Türkiye ekonomisinin, adım adım bir ödemeler dengesi krizine doğru gittiğini söyleyen İYİ Parti lideri, “Ancak, açıklanan makroekonomik verilerden, daha korkunç bir şey daha var. O da devlet terbiyesinden, ciddiyetten ve liyakatten nasibini almamış bir zihniyetin, hâlâ yönetimde olması… Bu liyakatsiz ekonomi yönetiminin elinde, Türk Milleti olarak çok büyük bir imtihandan geçiyoruz. Her gün, saçma sapan açıklamalar dinliyor, akıl dışı kararlarla karşı karşıya kalıyor ve büyük bir beceriksizliğin cefasını çekiyoruz” dedi.

‘ŞAŞIRTICI DEĞİL’ 

AKP’li bir milletvekilinin, Plan ve Bütçe Komisyonu’nda, “Şehir hastaneleri için ödenecek paranın, bütçede bir yükü var ama devlet memurlarının da bütçeye yükü var” dediğini aktaran Akşener, “Bunu duyan, bir başka Ak Partili vekil ise altta kalmak istememiş olacak, ‘Akaryakıt pahalı ama, sebebi biz değiliz. Dua edin, bol akaryakıt çıksın’ dedi. Şaşırdık mı? Maalesef şaşırmadık. Başını, ‘Enflasyon sorunu yok, hayat pahalılığı var’ gibi, akıl dolu tespitlerle, piyasalara güven veren, Bay Kriz’in çektiği; kabinesindeyse, dar gelirli vatandaşlarımızı, düşünmediklerini itiraf eden, Nebati Bakan’ın olduğu, olağanüstü yetkin bir siyasi kadronun, milletvekillerinin de böyle konuşmaları, elbette şaşırtıcı değil” diye konuştu.

‘ÇÖZÜM OLARAK ŞÜKRETMEYİ ÖĞÜTLÜYORLAR’ 

Akşener, sözlerini şöyle sürdürdü: “Hatırlarsınız, Ak Parti bundan 20 yıl önce, ‘Yolsuzlukla, yoksullukla, yasaklarla mücadele edeceğiz’ diye yola çıkmıştı. Bugün ise bu arkadaşlar siyasi yolculuklarının son durağında, artık dar gelirliyi ikinci sınıf vatandaş, memurları ise bütçeye yük olarak görüyorlar. Milletimizi akaryakıt için duaya davet ediyorlar. Bizzat sebep oldukları ekonomik sıkıntılara çözüm olarak da milletimize şükretmeyi öğütlüyorlar. Nereden nereye değil mi?”

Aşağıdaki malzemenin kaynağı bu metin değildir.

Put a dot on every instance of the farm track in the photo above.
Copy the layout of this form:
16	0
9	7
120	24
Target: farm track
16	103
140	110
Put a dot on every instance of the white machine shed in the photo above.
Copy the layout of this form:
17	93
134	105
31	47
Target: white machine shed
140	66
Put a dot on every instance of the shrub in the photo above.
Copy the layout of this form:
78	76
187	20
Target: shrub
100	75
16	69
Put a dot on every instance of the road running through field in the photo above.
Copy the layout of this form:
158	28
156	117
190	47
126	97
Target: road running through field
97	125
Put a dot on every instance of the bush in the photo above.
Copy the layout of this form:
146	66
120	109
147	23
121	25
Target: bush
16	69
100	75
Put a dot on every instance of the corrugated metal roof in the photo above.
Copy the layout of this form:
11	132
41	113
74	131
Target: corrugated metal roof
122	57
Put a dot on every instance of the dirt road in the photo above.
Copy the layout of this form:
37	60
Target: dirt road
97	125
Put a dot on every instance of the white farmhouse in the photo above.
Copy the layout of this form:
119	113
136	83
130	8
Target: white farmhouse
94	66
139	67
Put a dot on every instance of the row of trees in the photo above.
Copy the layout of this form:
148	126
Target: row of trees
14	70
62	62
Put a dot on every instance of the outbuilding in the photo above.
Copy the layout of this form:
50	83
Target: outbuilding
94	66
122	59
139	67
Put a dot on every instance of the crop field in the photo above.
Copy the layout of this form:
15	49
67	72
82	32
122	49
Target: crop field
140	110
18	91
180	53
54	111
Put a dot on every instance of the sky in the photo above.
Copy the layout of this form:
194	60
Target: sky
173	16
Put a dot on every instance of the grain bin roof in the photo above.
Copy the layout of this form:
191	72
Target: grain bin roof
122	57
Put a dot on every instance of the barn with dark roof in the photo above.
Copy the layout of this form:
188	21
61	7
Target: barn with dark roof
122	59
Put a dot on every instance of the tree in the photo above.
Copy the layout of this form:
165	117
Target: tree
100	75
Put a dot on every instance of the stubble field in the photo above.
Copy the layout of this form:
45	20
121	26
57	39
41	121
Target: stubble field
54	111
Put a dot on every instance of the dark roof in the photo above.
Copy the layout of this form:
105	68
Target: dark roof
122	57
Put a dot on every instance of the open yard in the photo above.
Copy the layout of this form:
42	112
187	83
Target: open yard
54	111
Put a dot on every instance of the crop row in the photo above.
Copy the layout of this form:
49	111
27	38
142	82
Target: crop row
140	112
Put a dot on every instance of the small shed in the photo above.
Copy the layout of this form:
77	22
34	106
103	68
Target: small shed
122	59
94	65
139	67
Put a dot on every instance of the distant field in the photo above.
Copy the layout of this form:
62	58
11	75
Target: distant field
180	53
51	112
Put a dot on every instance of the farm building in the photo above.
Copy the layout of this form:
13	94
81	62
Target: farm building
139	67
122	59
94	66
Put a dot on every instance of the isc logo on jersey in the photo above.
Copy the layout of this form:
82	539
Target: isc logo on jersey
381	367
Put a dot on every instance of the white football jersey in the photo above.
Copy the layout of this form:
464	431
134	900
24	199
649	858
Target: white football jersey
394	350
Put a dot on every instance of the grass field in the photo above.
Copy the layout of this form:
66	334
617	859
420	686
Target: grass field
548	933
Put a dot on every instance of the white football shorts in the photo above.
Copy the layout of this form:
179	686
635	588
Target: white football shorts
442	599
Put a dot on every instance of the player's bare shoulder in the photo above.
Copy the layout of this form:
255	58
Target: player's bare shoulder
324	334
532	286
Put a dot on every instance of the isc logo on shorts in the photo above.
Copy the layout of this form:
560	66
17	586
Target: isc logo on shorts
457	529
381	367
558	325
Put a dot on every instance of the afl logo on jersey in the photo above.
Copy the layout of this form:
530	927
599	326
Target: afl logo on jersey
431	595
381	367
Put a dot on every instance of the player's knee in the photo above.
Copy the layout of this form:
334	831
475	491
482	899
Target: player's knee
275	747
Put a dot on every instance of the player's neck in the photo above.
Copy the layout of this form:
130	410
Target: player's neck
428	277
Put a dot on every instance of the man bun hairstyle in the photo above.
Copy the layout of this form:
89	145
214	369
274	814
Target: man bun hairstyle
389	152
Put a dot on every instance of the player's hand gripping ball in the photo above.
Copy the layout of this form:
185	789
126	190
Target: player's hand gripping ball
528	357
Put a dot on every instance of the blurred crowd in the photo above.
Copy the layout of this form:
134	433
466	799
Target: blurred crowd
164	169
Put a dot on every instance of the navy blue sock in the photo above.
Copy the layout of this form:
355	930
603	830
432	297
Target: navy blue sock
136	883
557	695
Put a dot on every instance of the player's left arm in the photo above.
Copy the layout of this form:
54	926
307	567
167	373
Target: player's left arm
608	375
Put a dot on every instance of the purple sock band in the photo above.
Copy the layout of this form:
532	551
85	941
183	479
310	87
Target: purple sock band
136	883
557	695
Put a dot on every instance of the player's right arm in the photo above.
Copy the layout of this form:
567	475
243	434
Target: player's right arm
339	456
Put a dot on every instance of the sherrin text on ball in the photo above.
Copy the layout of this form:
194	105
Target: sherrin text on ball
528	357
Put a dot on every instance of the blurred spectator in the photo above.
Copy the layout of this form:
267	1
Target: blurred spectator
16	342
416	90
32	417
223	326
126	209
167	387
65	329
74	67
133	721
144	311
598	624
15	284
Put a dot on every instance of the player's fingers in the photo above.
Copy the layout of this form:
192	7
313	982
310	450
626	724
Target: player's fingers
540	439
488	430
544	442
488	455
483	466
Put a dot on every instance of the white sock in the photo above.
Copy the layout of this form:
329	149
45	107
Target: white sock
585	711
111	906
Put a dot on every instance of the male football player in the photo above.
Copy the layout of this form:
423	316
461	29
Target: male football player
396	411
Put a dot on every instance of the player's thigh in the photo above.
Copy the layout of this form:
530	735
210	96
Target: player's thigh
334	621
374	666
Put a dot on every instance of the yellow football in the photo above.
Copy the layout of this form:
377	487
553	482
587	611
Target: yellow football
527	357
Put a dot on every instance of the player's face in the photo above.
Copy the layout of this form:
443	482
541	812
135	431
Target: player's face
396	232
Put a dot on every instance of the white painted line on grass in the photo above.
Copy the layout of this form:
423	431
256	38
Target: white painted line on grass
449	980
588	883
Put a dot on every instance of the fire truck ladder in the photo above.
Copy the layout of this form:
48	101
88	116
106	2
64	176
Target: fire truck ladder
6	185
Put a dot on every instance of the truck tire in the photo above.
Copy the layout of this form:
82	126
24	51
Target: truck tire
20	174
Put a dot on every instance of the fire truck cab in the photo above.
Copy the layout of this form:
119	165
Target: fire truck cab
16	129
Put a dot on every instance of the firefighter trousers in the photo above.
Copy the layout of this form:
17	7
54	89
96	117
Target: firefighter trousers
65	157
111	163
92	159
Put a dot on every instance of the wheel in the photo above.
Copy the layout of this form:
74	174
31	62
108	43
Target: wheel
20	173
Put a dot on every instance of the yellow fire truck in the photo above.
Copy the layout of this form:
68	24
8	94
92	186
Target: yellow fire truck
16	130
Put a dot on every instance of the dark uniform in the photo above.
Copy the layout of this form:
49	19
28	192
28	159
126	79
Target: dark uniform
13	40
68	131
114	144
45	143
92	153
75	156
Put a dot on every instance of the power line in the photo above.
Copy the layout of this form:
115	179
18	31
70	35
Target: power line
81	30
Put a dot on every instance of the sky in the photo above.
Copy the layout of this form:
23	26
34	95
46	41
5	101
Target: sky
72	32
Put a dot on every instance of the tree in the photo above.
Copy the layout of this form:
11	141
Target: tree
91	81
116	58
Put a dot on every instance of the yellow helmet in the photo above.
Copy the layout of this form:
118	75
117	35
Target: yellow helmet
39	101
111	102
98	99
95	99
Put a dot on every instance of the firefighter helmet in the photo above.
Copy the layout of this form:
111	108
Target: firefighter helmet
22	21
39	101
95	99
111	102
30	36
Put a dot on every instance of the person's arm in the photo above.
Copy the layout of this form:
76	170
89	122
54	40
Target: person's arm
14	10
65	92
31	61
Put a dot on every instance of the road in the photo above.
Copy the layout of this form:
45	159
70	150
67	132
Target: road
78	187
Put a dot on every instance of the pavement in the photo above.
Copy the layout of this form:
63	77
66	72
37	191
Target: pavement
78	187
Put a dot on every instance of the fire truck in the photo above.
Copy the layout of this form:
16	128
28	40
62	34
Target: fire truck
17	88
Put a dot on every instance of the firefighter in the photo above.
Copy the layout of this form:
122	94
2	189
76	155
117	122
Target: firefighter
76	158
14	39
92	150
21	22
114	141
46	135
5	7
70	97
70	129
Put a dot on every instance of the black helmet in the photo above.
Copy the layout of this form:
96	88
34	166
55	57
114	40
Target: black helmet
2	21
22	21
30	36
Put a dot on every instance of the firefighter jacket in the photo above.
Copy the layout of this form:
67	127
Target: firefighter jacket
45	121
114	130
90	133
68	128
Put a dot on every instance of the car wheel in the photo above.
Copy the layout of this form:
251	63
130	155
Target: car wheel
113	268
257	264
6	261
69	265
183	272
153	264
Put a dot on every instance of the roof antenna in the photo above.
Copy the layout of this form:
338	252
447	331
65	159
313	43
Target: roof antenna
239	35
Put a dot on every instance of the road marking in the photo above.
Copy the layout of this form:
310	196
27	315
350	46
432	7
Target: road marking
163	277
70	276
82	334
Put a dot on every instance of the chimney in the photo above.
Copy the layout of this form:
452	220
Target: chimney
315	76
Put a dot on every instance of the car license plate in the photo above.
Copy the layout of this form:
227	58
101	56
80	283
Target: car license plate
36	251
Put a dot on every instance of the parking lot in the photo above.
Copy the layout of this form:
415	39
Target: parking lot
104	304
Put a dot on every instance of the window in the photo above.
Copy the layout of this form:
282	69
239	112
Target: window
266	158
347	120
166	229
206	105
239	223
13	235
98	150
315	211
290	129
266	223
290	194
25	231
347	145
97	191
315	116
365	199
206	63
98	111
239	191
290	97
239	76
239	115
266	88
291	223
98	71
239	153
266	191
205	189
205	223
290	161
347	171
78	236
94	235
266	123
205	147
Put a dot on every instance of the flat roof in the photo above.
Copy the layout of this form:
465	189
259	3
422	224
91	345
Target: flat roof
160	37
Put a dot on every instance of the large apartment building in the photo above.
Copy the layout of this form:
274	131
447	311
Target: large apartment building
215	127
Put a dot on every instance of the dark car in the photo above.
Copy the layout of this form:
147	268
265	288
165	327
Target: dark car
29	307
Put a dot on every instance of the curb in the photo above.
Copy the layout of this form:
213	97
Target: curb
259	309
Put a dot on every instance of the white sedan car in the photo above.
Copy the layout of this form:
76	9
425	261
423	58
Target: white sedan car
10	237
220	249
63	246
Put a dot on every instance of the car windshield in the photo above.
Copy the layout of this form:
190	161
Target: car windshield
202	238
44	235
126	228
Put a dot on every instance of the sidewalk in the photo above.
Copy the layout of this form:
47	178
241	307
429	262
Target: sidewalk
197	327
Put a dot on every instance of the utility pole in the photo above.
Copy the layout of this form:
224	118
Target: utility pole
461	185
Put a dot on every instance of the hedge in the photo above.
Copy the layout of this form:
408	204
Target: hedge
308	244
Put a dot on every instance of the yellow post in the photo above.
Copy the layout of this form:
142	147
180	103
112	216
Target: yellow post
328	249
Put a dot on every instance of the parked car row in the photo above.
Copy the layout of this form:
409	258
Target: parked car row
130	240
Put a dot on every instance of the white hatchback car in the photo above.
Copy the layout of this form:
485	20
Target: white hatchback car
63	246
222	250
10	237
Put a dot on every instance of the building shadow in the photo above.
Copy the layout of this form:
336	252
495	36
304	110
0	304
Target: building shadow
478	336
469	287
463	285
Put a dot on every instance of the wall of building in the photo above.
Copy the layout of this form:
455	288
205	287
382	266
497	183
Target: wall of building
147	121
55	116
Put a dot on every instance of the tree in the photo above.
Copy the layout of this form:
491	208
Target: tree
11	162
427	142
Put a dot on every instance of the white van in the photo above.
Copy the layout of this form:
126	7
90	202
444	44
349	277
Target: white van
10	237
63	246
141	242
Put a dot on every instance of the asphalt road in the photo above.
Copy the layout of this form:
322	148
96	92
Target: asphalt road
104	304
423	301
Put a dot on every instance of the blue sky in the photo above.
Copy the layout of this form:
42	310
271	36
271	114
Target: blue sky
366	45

‘HARAM OLSUN, ZIKKIM OLSUN’ 

“Ferizli’de asgari ücretli çalışanları olan bir esnaf kardeşim ise dedi ki, ‘Asgari ücrete zamma ihtiyaç var’ Bakın, bunu söyleyen esnaf kardeşim, kendisinin de zora gireceğini biliyor. İktidarın, asgari ücretin vergisini üstlenmeyeceğini de biliyor. Yani, kendi maliyetlerinin de artacağını biliyor. Ama yine de, bu zammı istiyor. Çünkü etrafında yaşananları anlıyor. Çünkü asgari ücret zammının, daha 6’ıncı ayında eridiğini biliyor. Çünkü enflasyon canavarı yüzünden, insanlarımızın, zamdan önceki günlerini aradığını biliyor. Bunu, Ferizli’deki esnaf kardeşim biliyor, görüyor ve anlıyor. Ancak Saray’da yan gelip yatanlar, kılını bile kıpırdatmıyor. Haram olsun zıkkım olsun.”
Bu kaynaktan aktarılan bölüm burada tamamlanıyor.